Zweckgebundenheit der Sterbegeldversicherung

Entscheidend ist jedoch die Zweckgebundenheit der Sterbegeldversicherung. Im Vertrag der Versicherung muss festgelegt sein, dass die Versicherungssumme nur für die Bestattung und die damit verbundenen Kosten verwendet werden darf. Sind die tatsächlichen Bestattungskosten geringer als die ausgezahlte Versicherungssumme, kann der restliche Betrag beispielsweise zur Deckung der Grabpflegekosten verwendet werden, auch Jahre nach dem Todesfall. Ebenso können mögliche Kostensteigerungen bei der Grabpflege einkalkuliert werden.

Höhe des Schonvermögens zur Bestattungsvorsorge

Eine Sterbegeldversicherung schützt nicht nur Angehörige vor ungeahnten Kosten, sondern garantiert auch die finanziellen Mittel für die Berücksichtigung der eigenen Wünsche bei der Trauerfeier. Die Höhe des Schonvermögens variiert und wurde in bisher vor Gericht verhandelten Fällen auf 5.000 – 6.500 Euro festgelegt (vgl. BSG, Urt. v. 18.03.2008 – B 8/9b SO 9/06 R sowie VG Münster, Urt. v. 21.12.2018 – 6 K 4230/17). Ausschlaggebend sind dafür die örtlichen Preise für eine Bestattung und die gewünschte Bestattungsart. Das angesparte Vermögen kann je nach Gestaltungswünschen auch deutlich höher als 6.500 Euro ausfallen und trotzdem zum Schonvermögen zählen: Selbst die Summe von 10.500 Euro zur Bestattungsvorsorge haben Richter 2018 für eine Erdbestattung als angemessen erachtet (VG Münster, 6 K 4230/17). In diesem Fall seien die Bestattungswünsche und ihre Kosten angemessen, so das Urteil.

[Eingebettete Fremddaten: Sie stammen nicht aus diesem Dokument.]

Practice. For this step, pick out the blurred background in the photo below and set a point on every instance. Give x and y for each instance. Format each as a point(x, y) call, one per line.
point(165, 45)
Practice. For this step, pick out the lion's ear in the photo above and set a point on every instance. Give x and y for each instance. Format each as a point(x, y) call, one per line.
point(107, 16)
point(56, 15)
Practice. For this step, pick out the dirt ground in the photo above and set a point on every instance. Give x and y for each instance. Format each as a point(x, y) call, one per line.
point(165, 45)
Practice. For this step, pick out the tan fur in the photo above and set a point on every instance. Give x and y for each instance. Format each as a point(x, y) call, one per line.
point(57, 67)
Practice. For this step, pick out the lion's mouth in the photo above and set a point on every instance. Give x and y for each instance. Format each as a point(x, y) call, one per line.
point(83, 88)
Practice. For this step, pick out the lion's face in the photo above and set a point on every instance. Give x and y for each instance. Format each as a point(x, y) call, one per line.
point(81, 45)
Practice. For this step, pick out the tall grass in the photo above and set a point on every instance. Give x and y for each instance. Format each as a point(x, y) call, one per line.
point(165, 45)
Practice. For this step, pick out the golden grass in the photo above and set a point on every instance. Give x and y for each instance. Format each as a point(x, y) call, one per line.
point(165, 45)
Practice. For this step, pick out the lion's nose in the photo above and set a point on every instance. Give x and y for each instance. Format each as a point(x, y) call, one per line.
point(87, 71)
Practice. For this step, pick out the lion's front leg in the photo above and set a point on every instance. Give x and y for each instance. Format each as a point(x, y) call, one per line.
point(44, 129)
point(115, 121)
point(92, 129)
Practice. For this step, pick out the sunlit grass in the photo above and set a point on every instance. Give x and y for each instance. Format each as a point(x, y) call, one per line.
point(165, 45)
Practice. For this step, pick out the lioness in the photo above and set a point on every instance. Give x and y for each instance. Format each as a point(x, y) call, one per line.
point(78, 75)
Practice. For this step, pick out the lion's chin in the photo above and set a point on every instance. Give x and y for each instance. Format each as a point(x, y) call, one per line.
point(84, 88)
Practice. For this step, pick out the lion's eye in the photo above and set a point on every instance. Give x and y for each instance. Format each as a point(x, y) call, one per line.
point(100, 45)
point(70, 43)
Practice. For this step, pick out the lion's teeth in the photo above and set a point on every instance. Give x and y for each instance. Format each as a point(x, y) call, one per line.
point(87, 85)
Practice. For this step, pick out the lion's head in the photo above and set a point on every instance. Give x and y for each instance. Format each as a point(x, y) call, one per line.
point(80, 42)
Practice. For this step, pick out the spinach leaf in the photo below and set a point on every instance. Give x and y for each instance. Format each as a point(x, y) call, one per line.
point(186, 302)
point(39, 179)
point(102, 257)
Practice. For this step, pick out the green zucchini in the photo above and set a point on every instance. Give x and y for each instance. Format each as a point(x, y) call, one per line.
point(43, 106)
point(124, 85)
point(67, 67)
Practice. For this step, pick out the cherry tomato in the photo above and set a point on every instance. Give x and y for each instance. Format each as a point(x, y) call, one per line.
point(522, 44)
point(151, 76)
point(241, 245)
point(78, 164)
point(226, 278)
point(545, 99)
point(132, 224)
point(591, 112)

Vorteil der Sterbegeldversicherung

Als Alternative zur Sterbegeldversicherung werden häufig andere Anlageformen wie die Risikolebensversicherung oder ein Sparbuch genannt. Auch diese Arten des Sparens sind durchaus sinnvoll, jedoch nicht für die Absicherung der Bestattungskosten. In keiner anderen Anlageform ist die Zweckgebundenheit des Kapitals verankert, da beispielsweise die Versicherungssumme einer Risikolebensversicherung nicht nur für die Kostendeckung im Todesfall gedacht ist, sondern hauptsächlich zur Sicherung des Unterhalts der verbleibenden Familienmitglieder. Diese Absicherung ist insbesondere für junge Familien wichtig, kann jedoch die Sterbegeldversicherung nur ergänzen und nicht ersetzen.

Wollen Sie absolut sicher sein, dass Ihr angespartes Vermögen für die Bestattung weder von Gläubigern noch vom Staat zur Deckung von Pflegekosten oder bei sozialer Bedürftigkeit herangezogen werden kann, ist der Abschluss einer Sterbegeldversicherung der sicherste Weg.